India too is implementing what are known as Basel III norms to maintain balance sheets, the RBI issued guidelines to that effect in 2012. The norms are to be implemented by 2018. Then the Asset Quality Review commenced in 2015. It is now in the public sphere that numerous large projects had run aground, leading to stressed assets/ loans of banks and resulting in NPAs (Non Performing Assets) i.e., loans that cannot be recovered at all. The RBI held out deadlines to clean up balance sheets, nudged banks to treat some troubled loan accounts as bad and make provisions for them. According to reports, provisions against bad loans surged by 90% and aggregate net profit of the 39 listed banks fell 98% to Rs. 307 crore in the December quarter from Rs.16,806 crore in the year earlier. Twenty four public sector banks have reported an aggregate loss of Rs. 10,911 crore in the December quarter compared to a profit of Rs. 6,970.8 crore in the year-ago quarter. Gross NPAs of 39 listed banks surged to Rs. 4.38 trillion for the quarter ended 31 December.
Banks have loaned money to poor performing sectors like power, aviation, highways, micro-finance institutions, ports and telecommunication. Lending to small and medium enterprises (SMEs) and agriculture too has led to high levels of stress assets. Banks, it appears, were loaning money to corporations without diligent scrutiny of proposals and performances. Sluggish growth of the economy, domestic and global, does not offer any hope of turn around even if asset restructuring is extended.
In the wake of the public indignation that big business has made off with public money, the Supreme Court (while expressing serious concern over the rise in bad loans), has directed the Reserve Bank of India (RBI) to provide a list of companies that have defaulted on bank loans of over Rs. 500 crore. The apex court also asked the Reserve Bank of India (RBI) to provide a list of companies whose loans have been restructured under corporate debt restructuring schemes within six weeks.
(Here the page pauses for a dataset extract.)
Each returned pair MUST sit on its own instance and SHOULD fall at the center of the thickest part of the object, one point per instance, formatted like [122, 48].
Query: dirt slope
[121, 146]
There seems to have been desperate attempts to keep up economic growth by pumping the economy with bank credit (particularly between 2011-13). Bad loans of 39 major listed banks increased steadily from 2% of outstanding credit to about 5%. Since credit supply was booming, the absolute amount of NPAs became Rs. 3,41,641 crores by the end of 2015. This is about as much as the entire expenditure estimates of the union government of India’s Budget 2016 to fuel growth of some select companies. How will this cost of growth be accounted for?